Lead and silver were mined in the area and the old mine workings along with narrow canals (think irrigation channels rather than Leeds to Liverpool) are still in evidence. We had a lovely day wandering around the area on the many footpaths taking in all the points of interest.
What better thing to do than visit the Valley of the Saints at Carnoet on Ascension Thursday.
It is the vision of one man to have, in the next 50 years, 1000 of the founding saints of Brittany made out of Breton granite and standing about 3 to 4 metres high. The website says there are currently about 50 scattered over the grassy hillside (not a valley at
all) but it felt like there were more. I was surprised by how busy the place was – all a bit surreal. Once John had completed his mission to take a photo of each and every sculpture, we headed south, back to the coast and the holiday town of Guidal Plages.

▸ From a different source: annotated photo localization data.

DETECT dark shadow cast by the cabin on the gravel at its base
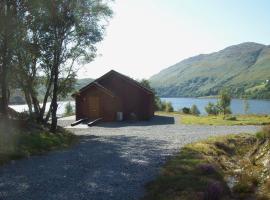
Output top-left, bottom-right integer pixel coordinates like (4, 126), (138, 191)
(96, 116), (175, 128)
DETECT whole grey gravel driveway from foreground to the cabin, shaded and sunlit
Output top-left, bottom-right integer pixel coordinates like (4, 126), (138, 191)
(0, 116), (259, 200)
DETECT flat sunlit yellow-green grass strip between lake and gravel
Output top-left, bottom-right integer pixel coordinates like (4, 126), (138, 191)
(180, 115), (270, 125)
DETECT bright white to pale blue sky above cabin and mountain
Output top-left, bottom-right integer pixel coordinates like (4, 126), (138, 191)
(78, 0), (270, 79)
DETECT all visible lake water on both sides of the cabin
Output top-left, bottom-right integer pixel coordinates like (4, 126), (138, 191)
(10, 98), (270, 116)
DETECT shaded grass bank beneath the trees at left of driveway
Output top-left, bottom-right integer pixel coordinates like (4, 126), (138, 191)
(0, 119), (76, 165)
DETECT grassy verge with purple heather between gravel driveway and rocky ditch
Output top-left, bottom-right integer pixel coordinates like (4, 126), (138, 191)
(145, 135), (255, 200)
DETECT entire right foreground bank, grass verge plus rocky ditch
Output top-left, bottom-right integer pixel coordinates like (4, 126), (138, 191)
(144, 130), (270, 200)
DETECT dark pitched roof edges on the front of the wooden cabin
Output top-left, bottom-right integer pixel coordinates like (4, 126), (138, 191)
(72, 70), (154, 96)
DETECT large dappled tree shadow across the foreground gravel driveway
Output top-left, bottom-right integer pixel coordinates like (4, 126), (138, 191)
(0, 136), (172, 200)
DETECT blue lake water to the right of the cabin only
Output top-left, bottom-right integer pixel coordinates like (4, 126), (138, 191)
(161, 98), (270, 114)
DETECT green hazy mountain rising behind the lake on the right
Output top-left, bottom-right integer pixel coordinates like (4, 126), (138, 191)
(149, 42), (270, 98)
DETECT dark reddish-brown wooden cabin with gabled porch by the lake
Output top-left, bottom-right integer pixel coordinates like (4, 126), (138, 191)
(73, 70), (154, 121)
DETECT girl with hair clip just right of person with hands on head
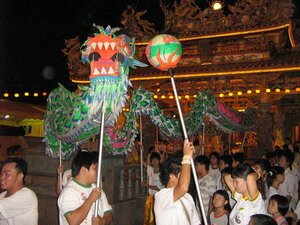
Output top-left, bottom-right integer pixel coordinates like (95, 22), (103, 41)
(267, 166), (284, 204)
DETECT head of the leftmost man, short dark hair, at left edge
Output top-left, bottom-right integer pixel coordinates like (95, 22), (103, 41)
(0, 157), (27, 194)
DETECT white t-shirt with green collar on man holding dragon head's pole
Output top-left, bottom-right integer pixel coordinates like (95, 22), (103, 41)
(57, 179), (112, 225)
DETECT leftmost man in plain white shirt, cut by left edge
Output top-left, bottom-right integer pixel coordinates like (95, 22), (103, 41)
(0, 157), (38, 225)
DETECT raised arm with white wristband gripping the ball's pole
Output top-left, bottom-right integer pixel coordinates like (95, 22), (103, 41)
(173, 140), (195, 202)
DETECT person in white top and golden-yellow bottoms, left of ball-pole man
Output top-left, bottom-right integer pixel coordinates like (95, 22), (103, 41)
(141, 152), (163, 225)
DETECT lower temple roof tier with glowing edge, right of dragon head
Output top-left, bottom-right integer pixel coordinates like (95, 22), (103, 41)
(130, 51), (300, 81)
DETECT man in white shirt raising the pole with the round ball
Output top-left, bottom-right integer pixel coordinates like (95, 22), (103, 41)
(154, 141), (200, 225)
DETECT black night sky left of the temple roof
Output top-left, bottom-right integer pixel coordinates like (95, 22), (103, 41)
(0, 0), (299, 104)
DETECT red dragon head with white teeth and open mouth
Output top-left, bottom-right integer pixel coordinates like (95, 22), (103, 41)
(81, 24), (147, 83)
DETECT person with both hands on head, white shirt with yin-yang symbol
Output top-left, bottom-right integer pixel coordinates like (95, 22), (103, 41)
(225, 164), (266, 225)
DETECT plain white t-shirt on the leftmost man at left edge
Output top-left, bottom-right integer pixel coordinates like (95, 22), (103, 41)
(0, 187), (38, 225)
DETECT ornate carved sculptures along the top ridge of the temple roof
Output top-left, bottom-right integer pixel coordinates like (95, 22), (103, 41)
(121, 0), (295, 39)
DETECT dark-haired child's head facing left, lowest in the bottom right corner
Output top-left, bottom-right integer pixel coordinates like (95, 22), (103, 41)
(268, 195), (289, 225)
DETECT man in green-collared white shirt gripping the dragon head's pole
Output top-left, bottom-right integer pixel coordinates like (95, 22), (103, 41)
(58, 152), (113, 225)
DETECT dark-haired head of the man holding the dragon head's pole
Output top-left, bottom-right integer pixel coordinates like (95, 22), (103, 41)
(71, 151), (98, 185)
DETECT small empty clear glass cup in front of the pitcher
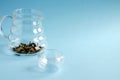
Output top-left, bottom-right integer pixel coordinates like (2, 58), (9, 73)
(38, 49), (64, 73)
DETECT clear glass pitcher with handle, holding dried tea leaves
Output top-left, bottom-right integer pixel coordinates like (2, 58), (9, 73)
(0, 9), (47, 55)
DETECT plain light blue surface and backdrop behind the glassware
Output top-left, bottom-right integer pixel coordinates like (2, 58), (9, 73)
(0, 0), (120, 80)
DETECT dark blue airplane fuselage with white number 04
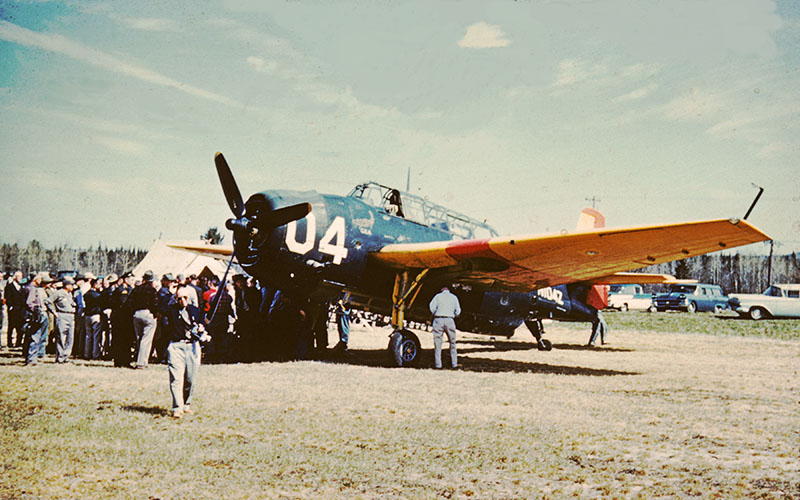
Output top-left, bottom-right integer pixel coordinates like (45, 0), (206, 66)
(234, 191), (591, 336)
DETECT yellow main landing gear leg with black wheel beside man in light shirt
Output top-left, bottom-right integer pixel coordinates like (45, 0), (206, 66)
(387, 269), (428, 366)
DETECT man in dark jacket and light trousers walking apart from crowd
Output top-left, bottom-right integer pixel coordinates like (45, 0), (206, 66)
(164, 287), (211, 418)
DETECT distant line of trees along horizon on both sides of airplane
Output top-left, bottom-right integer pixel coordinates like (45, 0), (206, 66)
(0, 238), (800, 293)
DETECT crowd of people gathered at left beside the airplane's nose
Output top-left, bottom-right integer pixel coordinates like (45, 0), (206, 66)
(0, 271), (370, 369)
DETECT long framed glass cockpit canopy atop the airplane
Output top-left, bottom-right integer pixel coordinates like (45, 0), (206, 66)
(348, 181), (497, 239)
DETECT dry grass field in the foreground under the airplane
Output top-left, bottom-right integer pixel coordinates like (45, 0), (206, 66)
(0, 313), (800, 499)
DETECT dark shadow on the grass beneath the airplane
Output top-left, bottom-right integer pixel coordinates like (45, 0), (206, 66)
(316, 350), (640, 377)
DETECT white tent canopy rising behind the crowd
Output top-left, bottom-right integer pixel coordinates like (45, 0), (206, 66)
(133, 240), (242, 279)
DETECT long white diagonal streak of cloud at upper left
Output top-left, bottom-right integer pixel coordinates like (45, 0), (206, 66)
(0, 21), (242, 107)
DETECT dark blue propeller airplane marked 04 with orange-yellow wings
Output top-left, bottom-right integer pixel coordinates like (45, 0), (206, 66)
(178, 153), (770, 366)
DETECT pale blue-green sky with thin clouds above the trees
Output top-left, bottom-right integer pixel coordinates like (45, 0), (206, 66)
(0, 0), (800, 253)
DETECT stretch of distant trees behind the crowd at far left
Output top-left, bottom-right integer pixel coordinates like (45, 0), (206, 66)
(0, 240), (147, 276)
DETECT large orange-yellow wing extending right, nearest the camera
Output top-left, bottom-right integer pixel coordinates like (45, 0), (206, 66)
(371, 219), (770, 290)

We cycled around the coast today and into Lorient. The day was overcast and it rained in the afternoon. Yesterday we had walked down to the beach and watched kite surfers racing across the waves. They were out in force again today enjoying the stiff breeze coming off the Atlantic. The cycling was easy and we just followed cycle route signs, not really knowing where they would take us. We had a general idea about what direction we needed to be going in (basically keep the sea on our right) so this wasn’t a problem. Once at Lorient, the cycle route took us through the huge working port, all very industrial but interesting. We didn’t explore the city too much, just had a cycle around what looked like the main commercial centre before heading back.
up for the moules, frites soiree at the campsite this evening, including dessert and dancing. It was like a family function, mass catered and full of kids running riot on the dance floor. We didn’t stay long…..

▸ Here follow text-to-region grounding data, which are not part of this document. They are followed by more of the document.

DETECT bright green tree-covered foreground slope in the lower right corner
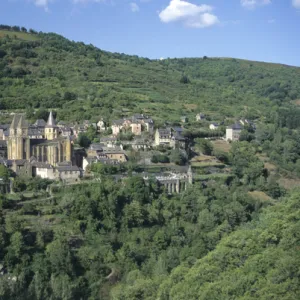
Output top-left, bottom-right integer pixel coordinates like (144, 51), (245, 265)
(112, 190), (300, 300)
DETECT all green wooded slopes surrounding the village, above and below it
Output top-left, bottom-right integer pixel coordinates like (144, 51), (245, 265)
(0, 25), (300, 300)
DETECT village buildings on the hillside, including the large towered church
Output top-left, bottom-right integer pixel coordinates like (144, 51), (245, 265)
(0, 109), (253, 190)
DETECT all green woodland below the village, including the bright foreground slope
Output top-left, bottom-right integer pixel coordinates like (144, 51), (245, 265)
(0, 142), (300, 300)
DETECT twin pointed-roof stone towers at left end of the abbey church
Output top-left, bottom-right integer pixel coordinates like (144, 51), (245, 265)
(8, 115), (30, 160)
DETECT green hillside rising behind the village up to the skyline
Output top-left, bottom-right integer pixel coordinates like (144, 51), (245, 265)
(0, 30), (300, 120)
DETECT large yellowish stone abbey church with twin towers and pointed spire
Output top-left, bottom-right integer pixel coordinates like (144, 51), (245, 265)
(7, 112), (72, 166)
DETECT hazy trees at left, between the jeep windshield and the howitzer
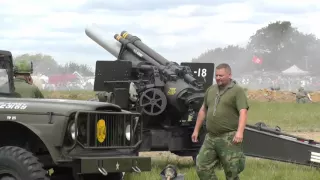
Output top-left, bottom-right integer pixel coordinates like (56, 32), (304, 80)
(14, 53), (94, 76)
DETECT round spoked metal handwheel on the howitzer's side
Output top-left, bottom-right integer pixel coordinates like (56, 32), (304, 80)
(139, 88), (167, 116)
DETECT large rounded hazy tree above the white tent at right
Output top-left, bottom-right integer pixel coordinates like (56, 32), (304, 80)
(247, 21), (320, 71)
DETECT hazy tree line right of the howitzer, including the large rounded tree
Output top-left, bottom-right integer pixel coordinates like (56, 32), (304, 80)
(192, 21), (320, 75)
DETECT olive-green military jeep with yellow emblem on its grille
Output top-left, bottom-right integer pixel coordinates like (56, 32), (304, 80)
(0, 51), (151, 180)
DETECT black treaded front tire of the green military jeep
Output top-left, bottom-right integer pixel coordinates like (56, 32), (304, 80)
(0, 146), (50, 180)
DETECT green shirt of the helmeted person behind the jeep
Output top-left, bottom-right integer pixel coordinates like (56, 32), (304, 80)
(14, 78), (44, 98)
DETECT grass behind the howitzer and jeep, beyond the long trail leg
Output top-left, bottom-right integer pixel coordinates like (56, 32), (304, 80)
(44, 91), (320, 132)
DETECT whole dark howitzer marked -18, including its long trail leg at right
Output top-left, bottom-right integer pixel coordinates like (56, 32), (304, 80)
(86, 26), (320, 171)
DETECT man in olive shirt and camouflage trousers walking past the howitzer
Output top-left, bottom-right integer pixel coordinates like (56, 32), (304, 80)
(192, 64), (249, 180)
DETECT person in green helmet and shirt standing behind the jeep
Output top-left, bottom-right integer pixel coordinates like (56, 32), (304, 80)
(14, 61), (44, 98)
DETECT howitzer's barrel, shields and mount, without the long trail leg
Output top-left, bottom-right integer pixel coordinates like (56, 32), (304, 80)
(85, 26), (214, 158)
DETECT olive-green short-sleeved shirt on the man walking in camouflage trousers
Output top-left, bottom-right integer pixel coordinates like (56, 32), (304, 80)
(204, 81), (249, 135)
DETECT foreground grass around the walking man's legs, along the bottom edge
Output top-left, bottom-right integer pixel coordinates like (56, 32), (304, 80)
(125, 155), (320, 180)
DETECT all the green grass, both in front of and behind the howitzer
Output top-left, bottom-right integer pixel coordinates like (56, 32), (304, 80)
(45, 92), (320, 180)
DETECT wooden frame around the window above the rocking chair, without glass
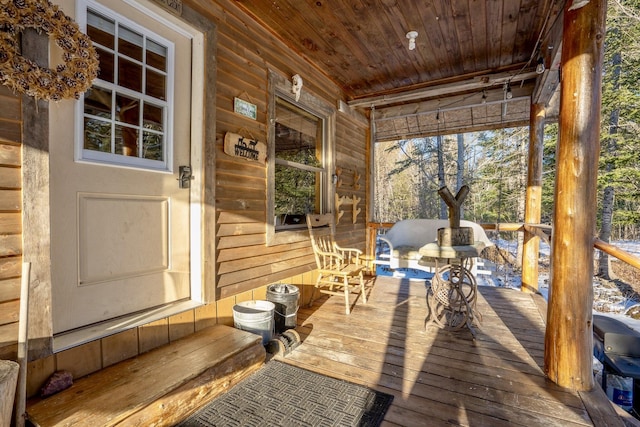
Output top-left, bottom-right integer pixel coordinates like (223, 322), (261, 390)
(266, 70), (336, 246)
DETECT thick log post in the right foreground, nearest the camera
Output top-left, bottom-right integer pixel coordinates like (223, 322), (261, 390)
(544, 0), (607, 391)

We have left Brittany and successfully avoided the temptation to buy a stripy Breton top or a cereal bowl with our name on it (which seems to be this year’s tourist tat of choice given the piles of them in every other shop). We are in the Loire Valley to enjoy some of the 800 km’s of cycle routes in the region. The campsite is on the outskirts of Montjean-sur-Loire. Yesterday we cycled downstream to the town of Ancenis where we crossed the river and cycled back upstream. It is flat, mainly arable farming and lots of vineyards. The cycle routes are really well signed and follow a mixture of very quiet back roads or are dedicated cycle tracks. In Montjean we admired some of the sculptures as part of a sculpture trail and the ruins of a huge watermill – all very picturesque. It had been overcast all day with the odd very
black cloud threatening rain. We arrived back at the van just in time to shelter from the hailstorm.
Today we headed off upstream for a few kilometres before heading back along the corniche de Angevine, a 100 metre high hill created as a result of a fault line and volcanic activity a few thousand years ago. Its height in the midst of such flat landscape meant we had extensive views over the Loire valley. We also stopped off at the site of an old coal mine that had an observation tower just in case we wanted to get more height from which to enjoy the view. Even more vineyards today and the odd glimpse of a modest Chateau. I have broken the news to John that it is french law that we have to visit at least one chateau whilst in the Loire Valley.